MONTRÉAL – Enrique Yenny partait de loin, au sens propre et figuré, quand il a obtenu une opportunité avec les Alouettes la saison dernière. En toute honnêteté, son rendement sur les tentatives de placement a été désastreux durant plusieurs semaines. Plus d’un an plus tard, le botteur mexicain a effectué d’immenses progrès, mais il n’a pas convaincu la formation montréalaise de retenir ses services. 

Yenny a été sélectionné par les Alouettes dans le cadre de l’initiative de la LCF 2.0 du commissaire Randy Ambrosie. Un projet lancé pour augmenter la représentation internationale dans le circuit afin de mousser la visibilité de la LCF à l’extérieur du Canada et des États-Unis. 

Son arrivée dans le nid des Oiseaux était donc intrigante. En voyant la puissance de sa jambe sur les dégagements, on a pu comprendre comment les Alouettes ont décelé du potentiel chez lui parmi le bassin de joueurs mexicains admissibles. 

Cela dit, ça faisait parfois peur de le voir s’exécuter sur les placements. La hauteur du botté était très déficiente et la précision, rarement au rendez-vous. À vrai dire, on a parfois craint que ses coéquipiers devant lui se fassent atteindre derrière le casque par le ballon en tentant de le protéger des adversaires. 

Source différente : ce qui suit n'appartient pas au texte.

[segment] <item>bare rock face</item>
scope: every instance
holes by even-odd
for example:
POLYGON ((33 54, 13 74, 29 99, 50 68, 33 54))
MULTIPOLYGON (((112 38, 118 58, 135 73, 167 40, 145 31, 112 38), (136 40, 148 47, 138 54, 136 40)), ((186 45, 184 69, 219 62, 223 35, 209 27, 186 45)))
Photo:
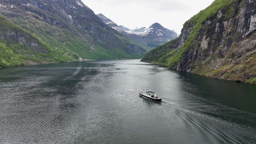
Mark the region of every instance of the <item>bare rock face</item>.
POLYGON ((166 64, 176 70, 254 83, 256 1, 237 0, 229 4, 200 25, 197 22, 201 17, 188 21, 179 38, 147 54, 143 61, 166 64), (193 33, 199 26, 197 32, 193 33), (156 55, 158 51, 164 54, 156 55))
MULTIPOLYGON (((3 0, 0 4, 1 14, 71 57, 133 58, 146 52, 106 25, 80 0, 3 0)), ((17 41, 46 52, 27 39, 17 41)))

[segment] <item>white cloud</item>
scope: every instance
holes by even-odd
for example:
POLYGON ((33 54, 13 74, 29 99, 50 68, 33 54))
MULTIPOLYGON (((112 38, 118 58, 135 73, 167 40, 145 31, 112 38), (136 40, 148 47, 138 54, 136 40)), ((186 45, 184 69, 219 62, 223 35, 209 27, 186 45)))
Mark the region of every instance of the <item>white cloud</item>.
POLYGON ((96 14, 102 13, 129 28, 159 22, 180 33, 183 23, 214 0, 82 0, 96 14))

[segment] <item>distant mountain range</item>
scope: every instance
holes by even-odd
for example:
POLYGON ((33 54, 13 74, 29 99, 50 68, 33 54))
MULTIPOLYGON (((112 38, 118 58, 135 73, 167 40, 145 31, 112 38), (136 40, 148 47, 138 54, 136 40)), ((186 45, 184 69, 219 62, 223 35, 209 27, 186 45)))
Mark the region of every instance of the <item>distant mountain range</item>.
POLYGON ((2 1, 0 20, 0 67, 139 58, 146 52, 80 0, 2 1))
POLYGON ((102 14, 97 15, 106 24, 124 35, 132 39, 141 46, 150 50, 176 38, 178 35, 173 31, 155 23, 149 28, 141 27, 130 29, 119 26, 102 14))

Toutefois, Yenny mérite qu’on lui rende ce qui lui revient. Depuis, il a bûché sans relâche pour corriger les défauts qui plombaient ses efforts. Il espérait ainsi poursuivre l’aventure avec les Alouettes, mais les dirigeants ont choisi de le laisser devenir joueur autonome en février. 

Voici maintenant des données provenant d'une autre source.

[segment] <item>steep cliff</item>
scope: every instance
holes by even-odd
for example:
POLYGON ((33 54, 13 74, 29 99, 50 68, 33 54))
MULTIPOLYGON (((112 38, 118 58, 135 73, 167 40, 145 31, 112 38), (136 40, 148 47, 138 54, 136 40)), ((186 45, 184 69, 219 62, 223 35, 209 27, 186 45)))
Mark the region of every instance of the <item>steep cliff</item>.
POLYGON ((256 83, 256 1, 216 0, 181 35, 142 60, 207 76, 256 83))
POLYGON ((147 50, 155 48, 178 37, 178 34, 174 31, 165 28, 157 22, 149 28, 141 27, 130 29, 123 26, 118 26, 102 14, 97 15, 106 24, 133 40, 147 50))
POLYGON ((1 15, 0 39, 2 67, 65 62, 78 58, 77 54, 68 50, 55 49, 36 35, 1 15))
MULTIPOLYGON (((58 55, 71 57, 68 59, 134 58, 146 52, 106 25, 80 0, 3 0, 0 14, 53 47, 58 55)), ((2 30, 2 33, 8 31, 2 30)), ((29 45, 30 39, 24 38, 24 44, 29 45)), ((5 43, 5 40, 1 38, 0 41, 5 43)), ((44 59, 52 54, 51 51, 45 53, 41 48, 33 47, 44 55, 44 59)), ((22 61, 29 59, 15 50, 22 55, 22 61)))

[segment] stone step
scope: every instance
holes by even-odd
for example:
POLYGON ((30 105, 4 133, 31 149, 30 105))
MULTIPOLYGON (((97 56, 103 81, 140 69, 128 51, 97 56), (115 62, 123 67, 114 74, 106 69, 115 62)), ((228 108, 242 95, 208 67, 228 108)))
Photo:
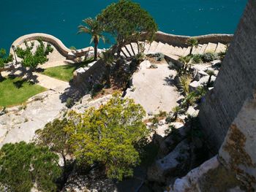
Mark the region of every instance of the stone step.
POLYGON ((149 50, 148 50, 148 53, 155 53, 155 50, 157 47, 158 45, 158 42, 154 41, 153 42, 151 42, 149 50))
POLYGON ((171 54, 174 54, 174 50, 175 50, 175 47, 173 47, 173 45, 169 45, 169 46, 170 46, 170 53, 171 53, 171 54))
POLYGON ((208 44, 203 44, 202 48, 200 49, 199 54, 203 54, 205 52, 206 47, 207 47, 208 44))
POLYGON ((218 42, 217 47, 215 50, 215 53, 219 53, 221 52, 225 52, 227 50, 227 46, 222 43, 218 42))
POLYGON ((162 50, 164 47, 165 44, 163 44, 162 42, 159 42, 158 43, 158 45, 155 50, 155 53, 162 53, 162 50))
POLYGON ((215 52, 216 47, 217 47, 217 45, 215 43, 209 42, 205 50, 204 53, 208 53, 208 52, 215 52))
POLYGON ((191 50, 191 47, 187 47, 186 50, 183 53, 183 56, 185 57, 185 56, 187 56, 188 55, 189 55, 190 54, 190 50, 191 50))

C’est en discutant avec le commissaire de la ligue professionnelle au Mexique, la LFA (Liga de Football Americano Profesional), qu’il a eu vent de ce qui se tramait. 

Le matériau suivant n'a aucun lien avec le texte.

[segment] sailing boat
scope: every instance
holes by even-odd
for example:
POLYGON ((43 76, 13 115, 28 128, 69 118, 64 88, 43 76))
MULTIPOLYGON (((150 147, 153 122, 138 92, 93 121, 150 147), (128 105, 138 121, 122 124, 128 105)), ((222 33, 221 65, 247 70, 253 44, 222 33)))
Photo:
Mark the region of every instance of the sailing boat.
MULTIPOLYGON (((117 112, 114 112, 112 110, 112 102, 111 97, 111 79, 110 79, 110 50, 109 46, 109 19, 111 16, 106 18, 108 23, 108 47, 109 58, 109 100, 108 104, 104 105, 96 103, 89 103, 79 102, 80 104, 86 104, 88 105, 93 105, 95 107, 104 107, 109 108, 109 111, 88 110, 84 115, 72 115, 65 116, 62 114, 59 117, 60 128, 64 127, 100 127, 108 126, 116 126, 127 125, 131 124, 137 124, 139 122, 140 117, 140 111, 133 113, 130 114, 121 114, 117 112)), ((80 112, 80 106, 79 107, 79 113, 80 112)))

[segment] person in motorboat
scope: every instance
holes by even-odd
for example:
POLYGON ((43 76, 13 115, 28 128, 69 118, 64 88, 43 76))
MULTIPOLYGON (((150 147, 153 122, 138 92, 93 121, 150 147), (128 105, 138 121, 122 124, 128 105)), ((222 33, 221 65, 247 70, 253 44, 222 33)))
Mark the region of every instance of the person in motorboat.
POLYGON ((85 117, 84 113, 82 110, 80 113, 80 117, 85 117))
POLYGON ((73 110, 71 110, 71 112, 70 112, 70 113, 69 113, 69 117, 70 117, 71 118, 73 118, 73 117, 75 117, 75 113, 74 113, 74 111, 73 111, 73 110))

« Il était en contact avec quelques personnes de la LCF et il m’a dit que les Alouettes ne savaient pas ce qu’ils allaient faire avec moi. À ce moment, mon nom apparaissait encore sur la formation affichée sur le site web, mais il a été retiré ensuite donc j’ai déduit que j’ai été libéré », a-t-il expliqué au RDS.ca. 

« Après, j’ai parlé avec Éric (Deslauriers, directeur des opérations football) pour lui demander ce qui se passait. Il m’a dit que le club regardait toutes ses options », a ajouté Yenny à partir de sa ville natale d’Aguascalientes, au nord-ouest de Mexico. 

L’athlète de 26 garde donc une petite porte ouverte pour un retour avec les Alouettes. 

« Je préfère attendre le dénouement pour la saison 2020 et je verrai s’ils veulent me ravoir avec eux », a-t-il prononcé entre deux quarts de travail dans une entreprise qui développe des logiciels. 

Cependant, de ce qu’on a pu comprendre via des contacts avec des membres des Alouettes, l’inconstance de Yenny demeure un écueil de taille. 

Voilà pourquoi Yenny s’entraîne chaque matin avant de se rendre au boulot. Il en profite d’ailleurs pour publier ses meilleurs coups sur les réseaux sociaux. À titre d’exemple, il a réussi quelques placements au-delà de 60 verges ce qui aurait été impensable à ses premiers pas en sol montréalais. 

Bien sûr, il effectue les bottés sans la présence de joueurs qui foncent vers lui et sans la pression reliée à une partie.  De plus, il bénéficie de l’altitude de sa région mexicaine pour l’envol du ballon. 

Par contre, on doit préciser que Yenny a participé (avec les Pioneros) à six matchs de la saison de la LFA qui a été stoppée en raison de la pandémie et il a complété quatre de ses six tentatives de placement. Il a notamment accompli un placement de 60 verges, un record pour ce circuit. 

« J’étais vraiment fâché que la saison soit arrêtée parce que je voulais continuer de pratiquer et avoir plus de vidéos de matchs à envoyer aux équipes. Ç’aurait été plus facile d’avoir une autre chance dans la LCF. C’est mon objectif principal d’y retourner », a admis Yenny. 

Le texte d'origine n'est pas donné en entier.